For anyone who's curious on specifics re:AI emissions, the recent MIT article is the gold standard in terms of specificity, neutrality, and nuance: https://www.technologyreview.com/2025/05/20/1116327/ai-energ... .
I also did some napkin math here in 2024.12: https://bsky.app/profile/robb.doering.ai/post/3lckwra33vk2t TL;DR: Eating one less burger affords you ~300 chatbot inferences, and avoiding a flight from ATL to SFO affords you ~16,000.
I mean, should we? Yeah. But we're not gonna.
Speak for yourself. Environmentalism has been a thing for longer than I have been alive. Clearly we care.
And before you reply with even more toxic cynicism stand behind an idling 1960, 1980, 2000 and 2020 sedan and tell me you can’t tell the difference.
Here's some stats showing the growth of the millionaire class, now up to 7% of the population: https://www.statista.com/chart/30671/number-of-millionaires-...
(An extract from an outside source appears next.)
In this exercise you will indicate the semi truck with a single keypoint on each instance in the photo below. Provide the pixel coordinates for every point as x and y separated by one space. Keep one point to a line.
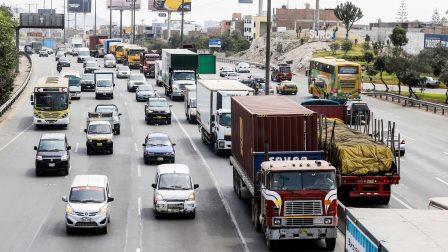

At the same time, here's some stats showing extreme poverty falling off a cliff: https://www.statista.com/statistics/1341003/poverty-rate-wor...
Such a thing was completely unthinkable before disruptive tech and the associated mega-rich became the new normal 200 years ago.
Having said that, you're correct to point out that negative externalities haven't really entered our minds until about 50-75 years ago, but it seems tech progress has even made clean, green living at scale possible at least in principle.
This is 80% due to the Chinese government, if it was for billionaires they would all be as poor as before.
Also, ~100% of China's growth started when they embraced market economics in 1990. Read US business books from the 80's. It's rare to even see China mentioned at all until the late 90's. Everybody was worried about Japan overtaking the US and nobody talked about the Chinese economy, because it barely existed.